Desabafo

Nas últimas semanas, têm surgido várias reportagens sobre ter filhos em tempos de crise. A geração que hoje tem filhos foi em tempos apelidada de geração rasca. Era a altura da contestação às provas globais e mostravam-se rabiosques em frente à Assembleia da República. Mais tarde, chamaram-nos geração à rasca. Foi quando perceberam que os tempos dourados estavam a acabar. Ultimamente, éramos a geração mil euros. Fomos mimados em tempos de fartura, mas lançados no mercado de trabalho em tempos de declínio.

Para mim, uma frase no Expresso de há uma semana resume a vontade desta nova geração de pais: «é não permitir que a crise vença e hipoteque o sonho de ter uma família». Não temos facilidades, mas temos uma vontade enorme de trazer filhos a este mundo. Se ele é duro, mudá-lo-emos, com e por eles. Estamos (espero) a criar uma geração de ouro. Acredito que estes nossos filhos crescerão, consequência dos tempos difíceis, com a certeza de que é preciso partilhar, que é preciso juntar esforços, que é preciso acreditar em algo mais do que em si próprios. Uns filhos menos egoístas do que os pais.

A classe média de agora (em tempos 'filhinhos dos papás e das mamãs') pede carrinhos emprestados, junta-se em chás de vendinhas de amigos, apoia negócios locais de roupinhas, troca roupas que não precisa, recicla o que é velho, junta-se em casa e recupera o prazer de cozinhar, com família e amigos, a pretexto de mais um aniversário do filhote. Não que a crise nos tenha transformado do dia para a noite, nem nos tenha feito subitamente a mais altruísta das gerações.
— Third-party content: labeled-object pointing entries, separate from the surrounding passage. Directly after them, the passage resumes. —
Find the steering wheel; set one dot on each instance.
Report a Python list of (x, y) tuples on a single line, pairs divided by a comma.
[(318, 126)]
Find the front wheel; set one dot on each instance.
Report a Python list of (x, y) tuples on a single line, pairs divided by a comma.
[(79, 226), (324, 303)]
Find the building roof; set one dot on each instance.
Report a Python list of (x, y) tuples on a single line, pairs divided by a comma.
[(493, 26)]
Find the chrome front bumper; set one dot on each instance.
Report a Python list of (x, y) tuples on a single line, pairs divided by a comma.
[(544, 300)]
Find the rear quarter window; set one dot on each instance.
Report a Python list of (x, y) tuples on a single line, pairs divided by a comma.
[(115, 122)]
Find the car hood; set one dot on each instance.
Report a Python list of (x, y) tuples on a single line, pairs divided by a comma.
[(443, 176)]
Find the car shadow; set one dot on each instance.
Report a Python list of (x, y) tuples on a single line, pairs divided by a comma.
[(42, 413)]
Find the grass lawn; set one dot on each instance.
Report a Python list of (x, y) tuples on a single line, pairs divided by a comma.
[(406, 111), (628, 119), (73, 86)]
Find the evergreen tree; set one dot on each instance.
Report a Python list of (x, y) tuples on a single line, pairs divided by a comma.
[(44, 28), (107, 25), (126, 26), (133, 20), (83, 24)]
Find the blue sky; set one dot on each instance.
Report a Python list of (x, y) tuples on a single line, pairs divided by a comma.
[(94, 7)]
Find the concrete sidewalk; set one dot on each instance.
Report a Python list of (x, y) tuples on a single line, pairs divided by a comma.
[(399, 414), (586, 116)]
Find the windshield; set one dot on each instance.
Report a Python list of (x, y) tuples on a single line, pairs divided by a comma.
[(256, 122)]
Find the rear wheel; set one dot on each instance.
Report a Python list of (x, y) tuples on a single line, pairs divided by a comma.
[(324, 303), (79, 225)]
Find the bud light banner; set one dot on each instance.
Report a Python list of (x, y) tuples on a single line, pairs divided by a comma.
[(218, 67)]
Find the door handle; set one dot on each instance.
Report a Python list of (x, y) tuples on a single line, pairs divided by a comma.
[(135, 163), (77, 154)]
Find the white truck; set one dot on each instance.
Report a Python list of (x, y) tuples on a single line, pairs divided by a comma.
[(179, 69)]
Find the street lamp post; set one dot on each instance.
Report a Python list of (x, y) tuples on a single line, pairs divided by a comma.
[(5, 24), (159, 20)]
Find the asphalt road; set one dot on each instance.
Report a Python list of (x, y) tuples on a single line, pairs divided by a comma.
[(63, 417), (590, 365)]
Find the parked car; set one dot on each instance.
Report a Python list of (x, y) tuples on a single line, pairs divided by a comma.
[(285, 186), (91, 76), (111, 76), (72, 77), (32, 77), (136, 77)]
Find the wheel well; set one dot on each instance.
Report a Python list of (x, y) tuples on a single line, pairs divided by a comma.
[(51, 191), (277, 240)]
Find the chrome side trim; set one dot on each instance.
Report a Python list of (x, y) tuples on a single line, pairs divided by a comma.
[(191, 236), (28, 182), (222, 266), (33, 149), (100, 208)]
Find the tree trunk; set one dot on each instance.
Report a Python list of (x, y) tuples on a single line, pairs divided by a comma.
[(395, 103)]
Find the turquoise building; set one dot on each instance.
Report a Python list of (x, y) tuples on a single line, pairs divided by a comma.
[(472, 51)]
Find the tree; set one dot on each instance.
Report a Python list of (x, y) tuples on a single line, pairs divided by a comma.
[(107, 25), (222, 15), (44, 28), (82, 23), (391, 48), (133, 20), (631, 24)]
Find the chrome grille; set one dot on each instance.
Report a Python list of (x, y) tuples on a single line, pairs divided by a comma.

Fomos até agora a geração com mais facilidades que Portugal conheceu. Disso não tenhamos dúvidas. Mas actualmente, a dificuldade em ter emprego estável obriga-nos a trabalhar com mais afinco. A família e os amigos desdobram-se quando a criança está com febre, para que nenhum dos pais falte, ou quando há um jantar de trabalho decisivo. Apoiamos afincadamente um amigo que lança um projecto por conta própria. Acho que refreámos uma competitividade doentia que se instalava na sociedade. Estamos também a abandonar o materialismo excessivo e tentamos focar-nos no que é essencial: o sermos felizes e criarmos crianças felizes.

Mais, apesar de achar que não entra nas contas de quem quer ser pai, esta geração de pais à rasca está a contribuir para a renovação demográfica. Fornecemos ao País crianças que serão os trabalhadores (e contribuintes) do futuro, a troco de nada. Não temos qualquer benefício que facilite ter um, quanto mais dois e três filhos. Antes pelo contrário, pois cada vez pagamos mais impostos. Eu já só peço que o Estado saía das nossas cavalitas. Apesar de tudo, não é por isso que vamos deixar de viver e dar vida. Porque é de Amor que se trata.